Participants of the Washington Public Policy Conference who wanted to come and experience Washington, D.C. in the worst way got their wish.
The government shutdown, in addition to making it difficult for World War II veterans visit the World War II memorial, resulted in cancelled WPPC meetings with lawmakers on Oct. 1. The Fresh Festival, usually playing to overflow crowds at a Congressional office building, had to be moved to the Hyatt Regency. The event was still enjoyable, but not quite as frenetic as veteran WPPC attendees expect.
On the morning of Oct. 2, the WPPC scheduled visit to FDA headquarters was cancelled. A backup plan offered by Food and Drug Administration Deputy Commissioner for Foods Mike Taylor to make an appearance before the WPPC was nixed when he was apparently directed by higher-ups not to show up.
United Fresh officials did a great job of programming the event, and the agenda that did unfold was very good. The government shutdown wrecked some of their best plans, however.
Speaking to the WPPC on Oct. 1, Sen. Debbie Stabenow, D-Mich., and chairwoman of the Senate Agriculture Committee, said the current political storm was difficult to fathom, even for one in the middle of it.
She said conservative Republicans had shut down the government in what she said was a case of “wag the dog.”

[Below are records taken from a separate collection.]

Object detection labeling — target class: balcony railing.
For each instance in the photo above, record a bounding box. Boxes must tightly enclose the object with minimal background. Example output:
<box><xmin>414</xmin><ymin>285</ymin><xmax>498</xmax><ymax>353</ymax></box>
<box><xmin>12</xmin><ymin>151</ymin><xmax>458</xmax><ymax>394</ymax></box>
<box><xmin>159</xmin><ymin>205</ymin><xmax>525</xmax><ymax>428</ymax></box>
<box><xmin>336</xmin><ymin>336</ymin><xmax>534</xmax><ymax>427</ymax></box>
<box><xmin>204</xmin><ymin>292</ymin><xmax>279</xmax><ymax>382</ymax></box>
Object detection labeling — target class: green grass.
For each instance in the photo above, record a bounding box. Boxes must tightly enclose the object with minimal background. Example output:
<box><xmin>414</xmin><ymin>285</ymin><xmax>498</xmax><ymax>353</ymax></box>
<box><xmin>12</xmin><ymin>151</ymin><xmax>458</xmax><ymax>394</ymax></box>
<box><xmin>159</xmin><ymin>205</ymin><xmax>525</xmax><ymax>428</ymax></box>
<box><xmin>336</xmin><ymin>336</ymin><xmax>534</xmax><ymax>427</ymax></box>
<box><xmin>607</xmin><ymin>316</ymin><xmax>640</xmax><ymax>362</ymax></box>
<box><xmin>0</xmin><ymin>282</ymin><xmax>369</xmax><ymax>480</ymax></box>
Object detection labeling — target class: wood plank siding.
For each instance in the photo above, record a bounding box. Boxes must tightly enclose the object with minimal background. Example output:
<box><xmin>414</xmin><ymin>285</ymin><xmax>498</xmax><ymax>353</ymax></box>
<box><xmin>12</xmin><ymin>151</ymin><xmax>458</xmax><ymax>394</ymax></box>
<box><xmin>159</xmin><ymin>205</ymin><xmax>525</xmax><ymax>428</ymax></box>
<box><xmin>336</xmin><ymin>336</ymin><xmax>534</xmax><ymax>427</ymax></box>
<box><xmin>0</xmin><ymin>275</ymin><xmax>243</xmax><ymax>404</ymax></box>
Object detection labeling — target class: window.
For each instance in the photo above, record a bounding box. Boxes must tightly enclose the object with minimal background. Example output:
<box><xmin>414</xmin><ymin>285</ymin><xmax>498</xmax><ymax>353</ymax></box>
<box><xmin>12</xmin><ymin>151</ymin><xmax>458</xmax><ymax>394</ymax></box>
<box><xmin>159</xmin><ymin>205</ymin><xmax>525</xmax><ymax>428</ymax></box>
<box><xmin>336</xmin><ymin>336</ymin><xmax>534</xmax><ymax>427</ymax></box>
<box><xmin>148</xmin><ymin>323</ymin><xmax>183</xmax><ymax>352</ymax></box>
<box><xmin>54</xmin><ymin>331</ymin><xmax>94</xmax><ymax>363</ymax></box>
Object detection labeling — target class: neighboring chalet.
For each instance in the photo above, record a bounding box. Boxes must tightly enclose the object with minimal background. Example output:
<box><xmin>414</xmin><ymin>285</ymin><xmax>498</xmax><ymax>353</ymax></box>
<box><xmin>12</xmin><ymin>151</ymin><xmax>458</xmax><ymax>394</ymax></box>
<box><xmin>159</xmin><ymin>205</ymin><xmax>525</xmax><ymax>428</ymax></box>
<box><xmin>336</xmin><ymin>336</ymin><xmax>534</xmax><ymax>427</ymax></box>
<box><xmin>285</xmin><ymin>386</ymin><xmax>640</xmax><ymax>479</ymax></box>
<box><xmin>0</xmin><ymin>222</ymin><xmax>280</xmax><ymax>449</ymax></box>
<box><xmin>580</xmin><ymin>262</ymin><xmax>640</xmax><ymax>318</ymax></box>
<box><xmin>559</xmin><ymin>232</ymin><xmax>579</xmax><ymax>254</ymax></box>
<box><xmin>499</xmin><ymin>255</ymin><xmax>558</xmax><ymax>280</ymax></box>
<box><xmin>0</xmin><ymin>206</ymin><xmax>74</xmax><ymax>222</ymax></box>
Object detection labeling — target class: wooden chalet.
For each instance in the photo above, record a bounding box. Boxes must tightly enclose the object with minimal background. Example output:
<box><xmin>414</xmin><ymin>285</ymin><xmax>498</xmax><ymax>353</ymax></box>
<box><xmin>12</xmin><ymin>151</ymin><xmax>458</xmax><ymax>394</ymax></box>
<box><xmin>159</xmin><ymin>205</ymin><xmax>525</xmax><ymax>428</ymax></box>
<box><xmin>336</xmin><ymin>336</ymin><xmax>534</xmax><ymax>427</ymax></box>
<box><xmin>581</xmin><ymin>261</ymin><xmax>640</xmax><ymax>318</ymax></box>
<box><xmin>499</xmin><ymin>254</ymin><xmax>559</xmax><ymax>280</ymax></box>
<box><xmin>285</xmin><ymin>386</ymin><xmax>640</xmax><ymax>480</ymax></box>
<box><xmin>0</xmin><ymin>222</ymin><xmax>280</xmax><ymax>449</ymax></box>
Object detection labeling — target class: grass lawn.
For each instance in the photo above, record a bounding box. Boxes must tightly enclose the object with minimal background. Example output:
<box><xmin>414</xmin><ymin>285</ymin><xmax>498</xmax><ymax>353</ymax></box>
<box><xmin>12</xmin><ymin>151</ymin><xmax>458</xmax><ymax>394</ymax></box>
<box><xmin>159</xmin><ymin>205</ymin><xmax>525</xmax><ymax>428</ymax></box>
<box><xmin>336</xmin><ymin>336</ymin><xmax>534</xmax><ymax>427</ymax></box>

“They have come here to shut the government down, and they are pretty happy today because they finally have done it, even if it is only for a short time,” she said. Stabenow said the shutdown came as a result of a six-week funding bill that some Republicans decided to use to attack Obamacare.
“As somebody who negotiates all the time, as somebody who worked very hard to bring together over two thirds of the U.S. Senate on a bipartisan basis to pass a farm bill, I can just tell you this is not the way to do things,” she said.
As a member of Congress, Stabenow said she could identify with a quote that Will Rogers said about farmers; a farmer has to be an optimist or he wouldn’t still be a farmer.
“I feel that applies to my job today” she said. “We need to get back to governing and we need to get things done.”
Perhaps a member of Congress could not be so without being an optimist. Unfortunately, Congress and Washington D.C. politics are making cynics of everyone else.